C’est un des secrets de l’artiste cette permanence d’un regard d’enfant servi par le savoir-faire magistral d’un adulte.

C’est ce qui paraît unir l’art de Danielle Le Bricquir et celui d’Alain Kieffer. L’esprit d’enfance ! Une naïveté calculée, maîtrisée, victorieuse. Par exemple, voici un dieu sculpté cornu que l’on retrouve dans une peinture de Danielle Le Bricquir, le dieu celtique Cernunnos… Un troublant jeu d’échos et de connivences.

LES SCULPTURES D’ALAIN KIEFFER

Ce qu’il y a d’original dans ces sculptures, c’est la volonté d’Alain Kieffer de donner la vie à des totems, des représentations païennes… appartenant à une religion … Quelle religion ? on ne le saura jamais. Qu’importe ! Une religion personnelle, vitale, fondée sur la mise en beauté de nos fantasmes.

Alain Kieffer s’est entiché de ces idoles qu’il multiplie selon des variations quasiment musicales. Souvent des dieux cornus, exhibant des attributs qui ne servent qu’à produire une présence, à démontrer une force, en nous questionnant, à notre insu quelquefois.

Cette expression lyrique avec laquelle Alain Kieffer compose de toutes ses forces ludiques n’empêche pas l’œuvre de s’émanciper, de s’unir au mystère qui nous entraîne et nous dépasse.

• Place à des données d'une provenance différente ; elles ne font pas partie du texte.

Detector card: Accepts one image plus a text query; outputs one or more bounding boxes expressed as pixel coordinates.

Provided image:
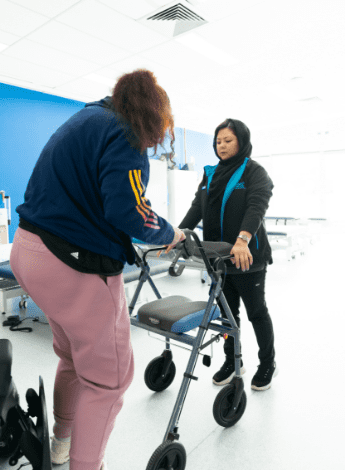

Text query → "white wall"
[254,150,345,221]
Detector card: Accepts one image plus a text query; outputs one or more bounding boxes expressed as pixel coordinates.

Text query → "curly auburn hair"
[111,69,175,154]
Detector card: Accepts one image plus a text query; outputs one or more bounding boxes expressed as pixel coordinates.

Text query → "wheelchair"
[0,339,52,470]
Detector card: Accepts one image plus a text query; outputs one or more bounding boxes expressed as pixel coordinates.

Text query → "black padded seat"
[137,295,221,333]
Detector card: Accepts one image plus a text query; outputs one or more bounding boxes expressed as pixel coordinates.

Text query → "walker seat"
[137,295,221,333]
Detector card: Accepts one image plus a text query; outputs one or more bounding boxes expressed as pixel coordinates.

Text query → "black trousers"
[220,267,275,365]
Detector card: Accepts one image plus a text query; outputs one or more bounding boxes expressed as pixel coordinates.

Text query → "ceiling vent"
[137,0,208,38]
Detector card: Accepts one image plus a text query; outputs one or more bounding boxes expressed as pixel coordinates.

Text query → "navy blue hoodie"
[16,97,174,276]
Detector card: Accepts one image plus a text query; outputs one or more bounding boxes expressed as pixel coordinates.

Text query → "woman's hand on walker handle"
[230,238,253,272]
[157,228,186,258]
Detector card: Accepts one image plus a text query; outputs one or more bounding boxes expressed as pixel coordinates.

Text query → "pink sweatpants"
[10,228,134,470]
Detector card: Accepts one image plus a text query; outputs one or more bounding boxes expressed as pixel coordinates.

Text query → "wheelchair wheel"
[146,441,187,470]
[144,356,176,392]
[0,408,23,459]
[213,383,247,428]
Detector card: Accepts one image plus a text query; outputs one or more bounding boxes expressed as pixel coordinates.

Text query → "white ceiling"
[0,0,345,134]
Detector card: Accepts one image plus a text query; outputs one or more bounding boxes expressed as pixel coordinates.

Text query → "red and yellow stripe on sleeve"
[129,170,160,230]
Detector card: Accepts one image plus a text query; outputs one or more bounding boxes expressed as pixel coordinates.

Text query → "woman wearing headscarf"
[10,70,185,470]
[177,119,277,390]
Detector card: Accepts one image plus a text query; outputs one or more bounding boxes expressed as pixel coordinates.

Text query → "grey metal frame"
[128,231,242,442]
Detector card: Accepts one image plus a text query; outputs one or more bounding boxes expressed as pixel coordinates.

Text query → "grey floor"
[0,220,345,470]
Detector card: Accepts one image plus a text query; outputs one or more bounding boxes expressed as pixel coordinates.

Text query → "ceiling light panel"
[27,20,132,66]
[57,0,166,53]
[11,0,80,18]
[0,54,74,87]
[0,0,49,37]
[3,39,99,77]
[99,0,167,20]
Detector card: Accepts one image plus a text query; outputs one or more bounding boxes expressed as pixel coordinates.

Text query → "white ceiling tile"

Créées en tant qu’œuvres d’art, ces statuettes sont belles, énigmatiques, troublantes. S’agit-il d’un art simplement ornemental ?

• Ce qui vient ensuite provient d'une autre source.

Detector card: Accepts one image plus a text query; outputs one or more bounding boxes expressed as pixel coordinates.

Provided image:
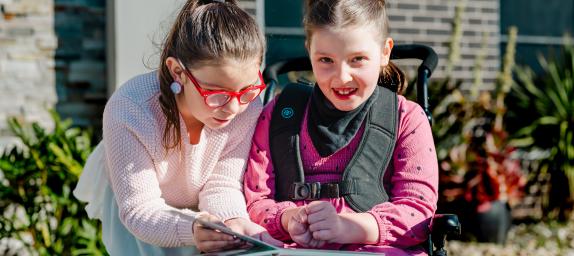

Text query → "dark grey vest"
[269,83,399,212]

Ce sculpteur devrait se méfier des idoles auxquelles son art donne l’existence. Il s’amuse à inventer un univers de fiction, avec un vrai sens de l’humour, mais sait-il ce qu’il déclenche ? Sait-il ce dont ses créatures sont capables ?

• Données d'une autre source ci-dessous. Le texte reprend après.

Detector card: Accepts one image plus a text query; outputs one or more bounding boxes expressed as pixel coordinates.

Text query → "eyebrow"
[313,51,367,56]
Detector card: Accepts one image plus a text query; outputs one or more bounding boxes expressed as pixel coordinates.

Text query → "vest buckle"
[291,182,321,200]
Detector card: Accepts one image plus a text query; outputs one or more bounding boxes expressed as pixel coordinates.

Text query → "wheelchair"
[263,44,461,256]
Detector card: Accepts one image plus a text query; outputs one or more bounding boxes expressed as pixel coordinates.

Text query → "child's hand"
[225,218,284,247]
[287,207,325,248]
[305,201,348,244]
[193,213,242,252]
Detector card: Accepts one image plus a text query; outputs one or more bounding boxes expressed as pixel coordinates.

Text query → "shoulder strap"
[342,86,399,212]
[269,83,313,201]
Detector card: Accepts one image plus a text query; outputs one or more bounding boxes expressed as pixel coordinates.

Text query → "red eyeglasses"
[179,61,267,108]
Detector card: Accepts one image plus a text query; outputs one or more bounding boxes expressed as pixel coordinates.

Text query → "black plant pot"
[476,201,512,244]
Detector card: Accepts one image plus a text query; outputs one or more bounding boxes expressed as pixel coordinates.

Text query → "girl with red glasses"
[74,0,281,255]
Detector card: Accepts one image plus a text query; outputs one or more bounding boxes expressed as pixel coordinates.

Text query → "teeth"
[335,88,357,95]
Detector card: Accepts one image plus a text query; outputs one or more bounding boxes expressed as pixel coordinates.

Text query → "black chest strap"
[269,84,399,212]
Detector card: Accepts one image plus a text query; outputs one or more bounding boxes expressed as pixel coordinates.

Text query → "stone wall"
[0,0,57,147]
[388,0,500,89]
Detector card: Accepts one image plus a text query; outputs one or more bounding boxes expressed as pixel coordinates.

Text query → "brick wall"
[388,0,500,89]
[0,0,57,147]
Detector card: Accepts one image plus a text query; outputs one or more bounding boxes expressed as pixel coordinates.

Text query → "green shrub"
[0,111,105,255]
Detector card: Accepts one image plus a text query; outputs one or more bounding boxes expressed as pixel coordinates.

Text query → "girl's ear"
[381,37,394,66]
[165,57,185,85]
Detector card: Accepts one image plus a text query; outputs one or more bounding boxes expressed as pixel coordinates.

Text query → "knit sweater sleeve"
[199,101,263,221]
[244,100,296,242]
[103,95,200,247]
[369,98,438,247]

Je possède une de ces sculptures représentant un buste de dieu cornu, moustachu, au regard vitrifié brillant. Eh bien, ce buste accroché au mur depuis quelques années s’est modifié, a renoncé à son statut d’œuvre d’art, devenant peu à peu une sorte d’idole active. Elle fait partie des murs, comme on dit, elle s’est fondue dans l’atmosphère de ce couloir d’entrée dont elle est devenue la gardienne bienveillante. Ainsi de ces idoles à l’entrée des temples, gardiennes autant que messagères de l’au-delà.

Peut-être parce que, plus ou moins consciemment, Alain Kieffer se rappelle les idoles antiques, primitives, souvent créées à l’autre bout du monde, s’en inspire, il m’oblige, plus ou moins consciemment aussi, à « consacrer » cette statue, à lui donner des pouvoirs qu’elle est en mesure d’accepter. Mon imagination fait ce que le sculpteur voulait : animer l’œuvre, la métamorphoser, la perfectionner, c’est-à-dire, la faire passer du registre de simple création artistique à une réalité mythique.

On reconnaît la réussite d’une œuvre d’art dans la mesure où elle agit sur nous autant que nous sur elle. Et l’on n’est pas loin du sacré.